The original paper containing the data was published in the 1930s, meaning that the data was presumably collected on the ground and registered on a map. If we received a paper copy of this data, we have seen how to digitize it, once scanned and turned into an image. We have done this sort of thing in lab.
Quadrats: The data was then processed in the following way: house counts are given on 100 meter by 100 meter quadrats. This gridded data is essentially a raster map, which we can analyze in a GIS. If we'd been given the precise locations of the houses on a map, then we could use that data set in a GIS and spatial integration to create the quadrat counts from the sites.
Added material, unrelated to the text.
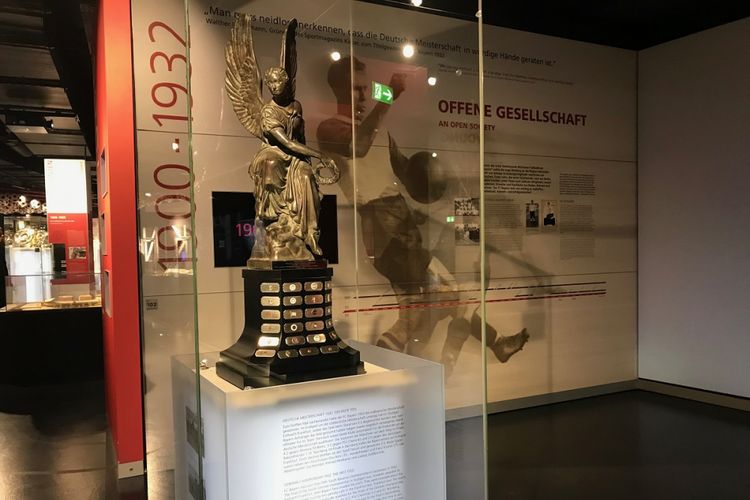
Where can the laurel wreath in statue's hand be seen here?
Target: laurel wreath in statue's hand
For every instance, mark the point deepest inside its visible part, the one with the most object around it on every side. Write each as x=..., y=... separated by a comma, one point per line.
x=327, y=164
Spatial integration is a process whereby we estimate quantities of something -- in this case, numbers of houses -- over an area. [I scanned in the quadrat counts, using OCR (Optical Character Recognition) software, and then verified the scan during an extremely tedious half hour.]
Discrete or continuous? A GRASS GIS contour plot is created from this, representing density of houses per 100 square meters in the area. While Matui's contour plot was painstakingly created from the gridded data, the GRASS contour plot was created quickly from within a GIS, based on the raster data [Compare the two]. The authors don't do anything with Matui's contour map, but it illustrates the possibility of switching from discrete modelling to the continuous modelling (studying density of houses per 100 meter square rather than quadrat counts). A nicer contour plot automatically computed by the data was provided by Cliff Long.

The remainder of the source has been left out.